Exploring the effects of enriched English language input on language model efficiency
Files
Date
Authors
Journal Title
Journal ISSN
Volume Title
Publisher
Abstract
Recent years have seen the advent of large-scale language modeling as exemplified by transformer-based models like GPT or variants of the BERT architecture. These models, which are trained on massive datasets and using compute unattainable by actors that are not of the scale of the biggest tech companies, have shown impressive feats of syntactic and semantic understanding. Naturally, interest has risen in making these models more efficient, in terms of compute as well as data requirements. Research in this area can be seen as primarily motivated by two factors: reducing the barrier for smaller actors like research institutes or end consumers to train and execute state-of-the-art models, as well as reducing the carbon footprint of these models.
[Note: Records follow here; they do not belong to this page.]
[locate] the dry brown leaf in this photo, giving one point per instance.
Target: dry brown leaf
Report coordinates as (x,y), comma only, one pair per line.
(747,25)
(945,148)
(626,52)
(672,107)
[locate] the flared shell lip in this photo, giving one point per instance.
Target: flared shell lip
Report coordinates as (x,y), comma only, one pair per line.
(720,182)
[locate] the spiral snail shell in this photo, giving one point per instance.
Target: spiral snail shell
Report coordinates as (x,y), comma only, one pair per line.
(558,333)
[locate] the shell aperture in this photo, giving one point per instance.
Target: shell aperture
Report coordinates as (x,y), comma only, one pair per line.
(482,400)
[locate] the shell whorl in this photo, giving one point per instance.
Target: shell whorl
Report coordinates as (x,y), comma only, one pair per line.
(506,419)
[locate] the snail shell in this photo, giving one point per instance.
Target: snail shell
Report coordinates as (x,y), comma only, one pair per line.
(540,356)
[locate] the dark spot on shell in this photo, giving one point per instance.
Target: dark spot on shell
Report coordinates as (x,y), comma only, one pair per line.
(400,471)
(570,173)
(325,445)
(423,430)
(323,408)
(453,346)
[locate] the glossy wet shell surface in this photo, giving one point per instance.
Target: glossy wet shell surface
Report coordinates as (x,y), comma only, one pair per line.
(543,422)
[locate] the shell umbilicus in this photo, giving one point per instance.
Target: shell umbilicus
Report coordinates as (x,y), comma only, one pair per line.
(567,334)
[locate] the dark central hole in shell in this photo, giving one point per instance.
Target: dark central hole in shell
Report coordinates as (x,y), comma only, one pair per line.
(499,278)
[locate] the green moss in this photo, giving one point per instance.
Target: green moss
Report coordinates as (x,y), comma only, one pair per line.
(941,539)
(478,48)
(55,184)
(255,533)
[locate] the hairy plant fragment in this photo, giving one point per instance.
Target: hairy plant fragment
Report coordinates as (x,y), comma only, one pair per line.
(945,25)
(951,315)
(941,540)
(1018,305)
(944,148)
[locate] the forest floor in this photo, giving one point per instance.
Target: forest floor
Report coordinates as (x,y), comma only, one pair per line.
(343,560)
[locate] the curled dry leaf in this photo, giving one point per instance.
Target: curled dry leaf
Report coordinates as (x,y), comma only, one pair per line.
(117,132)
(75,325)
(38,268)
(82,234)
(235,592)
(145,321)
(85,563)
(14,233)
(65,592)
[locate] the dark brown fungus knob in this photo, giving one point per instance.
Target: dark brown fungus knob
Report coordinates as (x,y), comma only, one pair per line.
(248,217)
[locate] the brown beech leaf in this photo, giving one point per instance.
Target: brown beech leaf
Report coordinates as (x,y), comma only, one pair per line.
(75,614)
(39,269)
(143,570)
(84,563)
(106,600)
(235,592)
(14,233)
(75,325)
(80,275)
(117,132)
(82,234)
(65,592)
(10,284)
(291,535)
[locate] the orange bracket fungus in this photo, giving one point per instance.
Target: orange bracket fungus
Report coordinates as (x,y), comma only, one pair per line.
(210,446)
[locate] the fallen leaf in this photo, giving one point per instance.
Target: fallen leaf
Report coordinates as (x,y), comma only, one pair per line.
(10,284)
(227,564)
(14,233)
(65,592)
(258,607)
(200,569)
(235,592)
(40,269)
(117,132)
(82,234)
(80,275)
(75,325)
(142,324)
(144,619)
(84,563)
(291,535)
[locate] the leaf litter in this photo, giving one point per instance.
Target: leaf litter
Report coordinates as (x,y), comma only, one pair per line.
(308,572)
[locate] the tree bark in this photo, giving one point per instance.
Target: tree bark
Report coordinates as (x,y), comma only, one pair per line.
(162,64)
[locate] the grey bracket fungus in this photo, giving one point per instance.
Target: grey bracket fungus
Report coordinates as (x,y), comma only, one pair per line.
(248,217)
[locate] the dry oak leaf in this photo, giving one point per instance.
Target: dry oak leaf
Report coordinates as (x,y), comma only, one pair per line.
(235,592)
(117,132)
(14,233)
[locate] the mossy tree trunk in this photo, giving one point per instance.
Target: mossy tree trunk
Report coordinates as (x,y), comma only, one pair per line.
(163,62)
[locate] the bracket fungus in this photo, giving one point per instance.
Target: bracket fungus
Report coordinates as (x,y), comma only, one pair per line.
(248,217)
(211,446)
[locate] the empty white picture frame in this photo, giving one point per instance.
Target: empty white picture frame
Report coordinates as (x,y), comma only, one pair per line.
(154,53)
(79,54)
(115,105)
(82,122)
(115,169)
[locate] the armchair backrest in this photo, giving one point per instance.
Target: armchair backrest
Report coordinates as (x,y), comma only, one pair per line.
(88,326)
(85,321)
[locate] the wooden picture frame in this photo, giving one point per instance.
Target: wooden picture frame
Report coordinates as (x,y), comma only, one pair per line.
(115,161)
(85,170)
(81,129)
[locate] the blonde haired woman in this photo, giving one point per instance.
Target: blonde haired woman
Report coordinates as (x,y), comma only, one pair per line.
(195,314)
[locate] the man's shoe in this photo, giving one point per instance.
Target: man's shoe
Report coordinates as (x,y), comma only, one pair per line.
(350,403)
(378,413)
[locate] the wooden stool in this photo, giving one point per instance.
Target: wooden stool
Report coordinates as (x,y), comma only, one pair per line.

To achieve this goal, model compression techniques like quantization, pruning or distillation are utilized. This work aims to explore a different, less model-centric and more data-centric approach: Modifying the training and inference data, by enriching it with syntactic and semantic information. To this end, a lexical resource is created which maps English words to a form where individual characters represent values of a range of semantic and syntactic features, providing lexical information that is accessible to all model types that operate on tokens at the sub-word or character-level. Different features and methods of representation are discussed, and their effect on model performance is evaluated by pretraining a small GPT-family model and fine-tuning on downstream tasks of the SuperGLUE benchmark. Given a fixed amount of data and compute, the experiments show a performance advantage for a character-level model trained using the enriched data.